If that's too confusing, then maybe createWeight should have separate needsScores and postingsFlags parameters?

asfimport commented 9 years ago

Robert Muir (@rmuir) (migrated from JIRA)

Do we really need to make them disjoint? Personally I think Adrien's idea of an enum has value.

asfimport commented 9 years ago

Alan Woodward (@romseygeek) (migrated from JIRA)

Updated patch, using a new PostingsFeatures enum instead of a bitmask. I tried using the already-existing IndexOptions, but it doesn't deal with payloads directly - maybe we could look at merging the two enums later on?

asfimport commented 9 years ago

Robert Muir (@rmuir) (migrated from JIRA)

Hmm, I am a little confused. I am unsure about this new enum for the low level postings api (versus scorers).

Realistically, they are different. The new enum is a little bogus in that it pretends to be comparable, but Offsets and Payloads and All is a mess. I don't think we should bring this into our postings api? Maybe its ok for Scorer, but we should keep that contained. I do think its nice to have a unified api across them, but i don't think our codec api should suffer from "problems" in scorer-land :)

And I still don't have an understanding of the proposed semantics for scorers. If I only have documents in the index, but i ask for frequencies, what happens? If i only have positions and ask for payloads, etc.

It can't really be consistent with postings, which return null in unsupported cases, since returning null already has a special meaning for Weight.scorer().

asfimport commented 9 years ago

Robert Muir (@rmuir) (migrated from JIRA)

We also need semantics for "doesnt make sense at all". For example if i request positions from a MatchAllDocsScorer, what happens?

asfimport commented 9 years ago

Robert Muir (@rmuir) (migrated from JIRA)

One solution to simplify the enum, is to drop offsets from it. No scorers or anything use them today, so it would eliminate the confusion and be an ordered enum, docs -> freqs -> positions -> payloads.

asfimport commented 9 years ago

Alan Woodward (@romseygeek) (migrated from JIRA)

When requesting postings features that don't exist in the index, does it make sense to throw an exception of some kind from createWeight()? There's no way the query can run, and you want to know about it as soon as possible.

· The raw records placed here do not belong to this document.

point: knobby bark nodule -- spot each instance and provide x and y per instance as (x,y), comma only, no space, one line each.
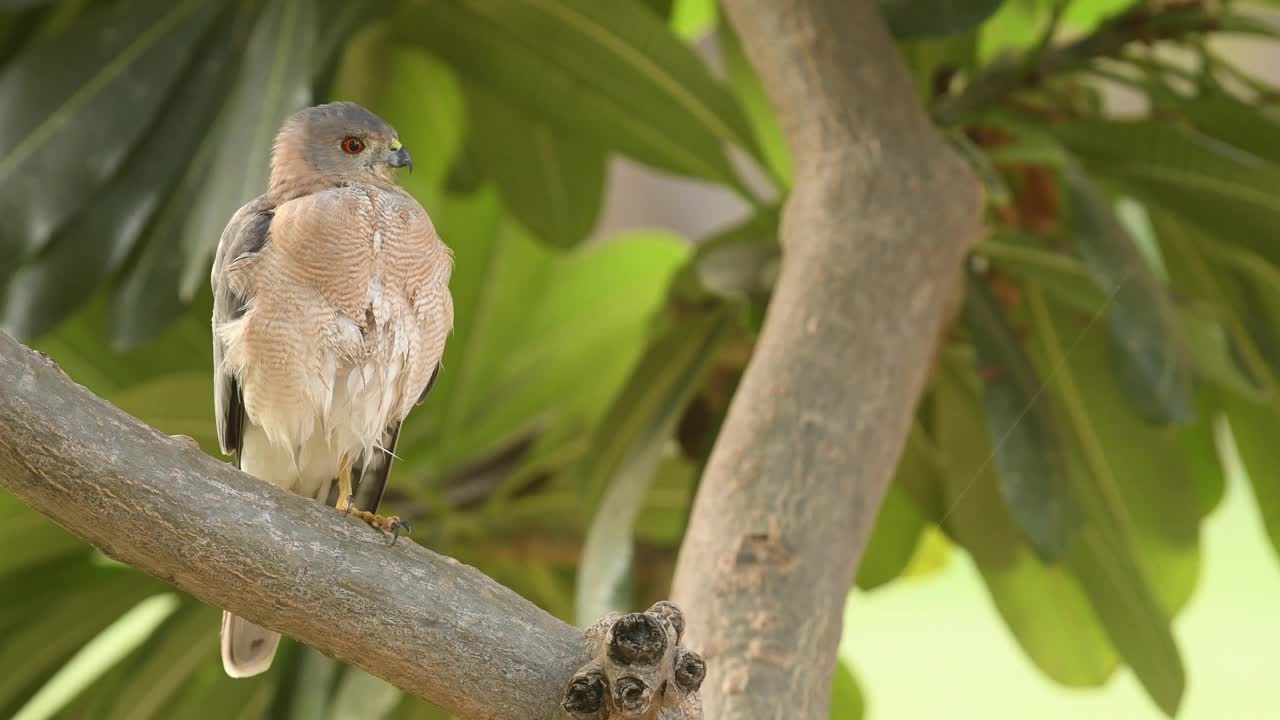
(428,624)
(782,513)
(874,233)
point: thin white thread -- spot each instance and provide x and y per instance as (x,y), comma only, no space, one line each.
(1054,372)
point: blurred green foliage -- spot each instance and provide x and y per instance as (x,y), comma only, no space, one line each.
(1124,305)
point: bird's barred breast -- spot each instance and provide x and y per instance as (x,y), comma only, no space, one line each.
(350,317)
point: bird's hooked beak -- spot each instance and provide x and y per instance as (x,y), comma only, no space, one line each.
(400,156)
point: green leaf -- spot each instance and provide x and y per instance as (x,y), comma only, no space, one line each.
(176,404)
(432,119)
(1029,455)
(896,532)
(694,18)
(626,449)
(1057,273)
(608,72)
(68,118)
(274,82)
(1228,194)
(542,338)
(549,180)
(846,696)
(13,5)
(147,300)
(97,241)
(60,623)
(736,264)
(932,18)
(1203,460)
(1137,559)
(1045,607)
(177,650)
(745,85)
(1220,114)
(1152,352)
(31,540)
(1253,428)
(82,350)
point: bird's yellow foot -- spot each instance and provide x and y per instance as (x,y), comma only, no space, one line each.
(385,523)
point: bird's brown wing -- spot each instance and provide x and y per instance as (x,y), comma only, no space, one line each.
(245,235)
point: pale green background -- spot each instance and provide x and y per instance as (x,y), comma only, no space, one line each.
(933,647)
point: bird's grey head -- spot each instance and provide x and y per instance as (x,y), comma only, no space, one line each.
(336,144)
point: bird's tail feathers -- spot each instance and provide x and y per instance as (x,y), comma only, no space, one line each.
(247,648)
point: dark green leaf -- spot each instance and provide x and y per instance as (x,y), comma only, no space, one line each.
(1228,194)
(274,82)
(1028,449)
(416,709)
(1045,607)
(1203,461)
(896,533)
(68,118)
(549,180)
(1220,114)
(1137,559)
(432,119)
(99,240)
(13,5)
(31,540)
(932,18)
(147,300)
(1152,352)
(1059,274)
(609,72)
(543,338)
(627,447)
(745,85)
(1216,315)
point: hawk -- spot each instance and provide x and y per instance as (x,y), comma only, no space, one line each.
(332,309)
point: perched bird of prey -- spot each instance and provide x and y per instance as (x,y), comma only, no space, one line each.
(330,311)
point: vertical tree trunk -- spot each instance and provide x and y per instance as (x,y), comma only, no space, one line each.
(874,233)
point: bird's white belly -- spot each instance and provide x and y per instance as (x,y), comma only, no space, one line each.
(332,399)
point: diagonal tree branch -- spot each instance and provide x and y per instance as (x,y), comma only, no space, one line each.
(428,624)
(873,238)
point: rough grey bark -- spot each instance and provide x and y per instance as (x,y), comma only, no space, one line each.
(873,235)
(428,624)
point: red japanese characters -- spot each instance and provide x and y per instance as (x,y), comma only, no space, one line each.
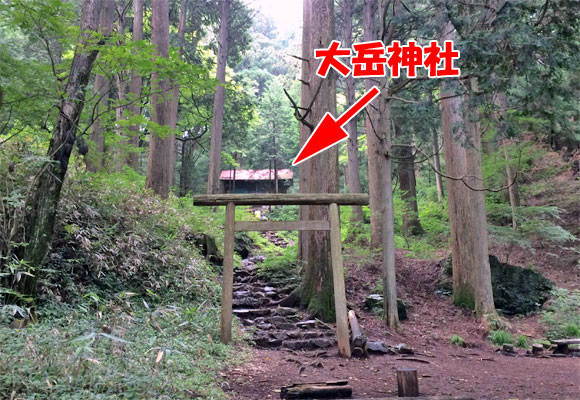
(372,59)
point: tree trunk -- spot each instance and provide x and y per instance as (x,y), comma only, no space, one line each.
(174,103)
(353,180)
(186,175)
(161,149)
(218,103)
(467,218)
(480,253)
(513,188)
(102,87)
(135,88)
(316,290)
(119,153)
(437,163)
(375,149)
(406,173)
(45,194)
(305,131)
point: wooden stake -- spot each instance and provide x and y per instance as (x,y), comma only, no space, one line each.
(338,279)
(228,275)
(407,382)
(358,340)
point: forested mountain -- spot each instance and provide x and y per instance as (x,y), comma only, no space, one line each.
(120,118)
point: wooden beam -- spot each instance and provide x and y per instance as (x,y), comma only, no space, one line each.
(228,275)
(282,226)
(338,279)
(342,199)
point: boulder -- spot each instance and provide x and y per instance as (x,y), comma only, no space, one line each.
(516,290)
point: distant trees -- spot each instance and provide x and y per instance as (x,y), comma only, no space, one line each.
(218,102)
(160,166)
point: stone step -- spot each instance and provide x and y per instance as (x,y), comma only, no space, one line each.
(309,344)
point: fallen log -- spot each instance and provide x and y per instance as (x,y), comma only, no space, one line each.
(421,398)
(358,341)
(319,390)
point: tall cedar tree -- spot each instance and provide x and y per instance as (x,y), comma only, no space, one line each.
(135,85)
(215,156)
(43,200)
(320,172)
(102,88)
(160,167)
(353,170)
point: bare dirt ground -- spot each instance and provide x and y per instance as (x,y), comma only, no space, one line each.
(477,370)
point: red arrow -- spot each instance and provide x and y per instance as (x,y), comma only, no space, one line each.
(330,131)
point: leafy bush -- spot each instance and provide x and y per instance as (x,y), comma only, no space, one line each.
(562,316)
(457,340)
(500,337)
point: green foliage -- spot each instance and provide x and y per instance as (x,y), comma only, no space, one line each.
(522,341)
(457,340)
(125,351)
(500,337)
(562,316)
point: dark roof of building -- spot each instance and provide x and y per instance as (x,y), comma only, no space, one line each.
(255,174)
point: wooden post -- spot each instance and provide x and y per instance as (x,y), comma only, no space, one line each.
(407,382)
(338,279)
(228,275)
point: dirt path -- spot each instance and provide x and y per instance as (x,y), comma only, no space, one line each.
(286,353)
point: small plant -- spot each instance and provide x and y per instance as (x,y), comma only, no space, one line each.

For 'nonsensical' requests, we already have 'information unavailable' defaults on PostingsEnum: -1 for positions and offsets, null for payloads, so I think it's fine to just return that.

I'm not sure about dropping offsets from the enum though. We don't have anything that uses them now, but one of the reasons for doing this is so that we can add a highlighter that iterates through the positions from a scorer, and that will need to use offsets. And a totally-ordered enum that misses out offsets will preclude us from adding that back in. Maybe I should just switch it back to the bitset again, but change FLAG_POSITIONS so that it doesn't require freqs (I had assumed that pulling positions automatically meant pulling freqs, but it sounds as though I've misunderstood that).

asfimport commented 9 years ago

Robert Muir (@rmuir) (migrated from JIRA)

We need to figure out these semantics. I dont understand why we need to silently return negative positions if the request doesnt make sense.

As far as "dropping offsets" remember they are not there today. I see this issue as an attempt to iterate, but iteration means making compromises. As far as this issue, quickly shoving everything into "just" termscorer isn't iterating to me, its just doing the job half-way.

So we need to meet in the middle somehow. I'm suggesting dropping offsets for now, dropping payloads for now, and just adding positions to scorer, with clearly defined semantics about what happens when they aren't supported or don't make sense as a start. I actually think this is ridiculously complicated enough.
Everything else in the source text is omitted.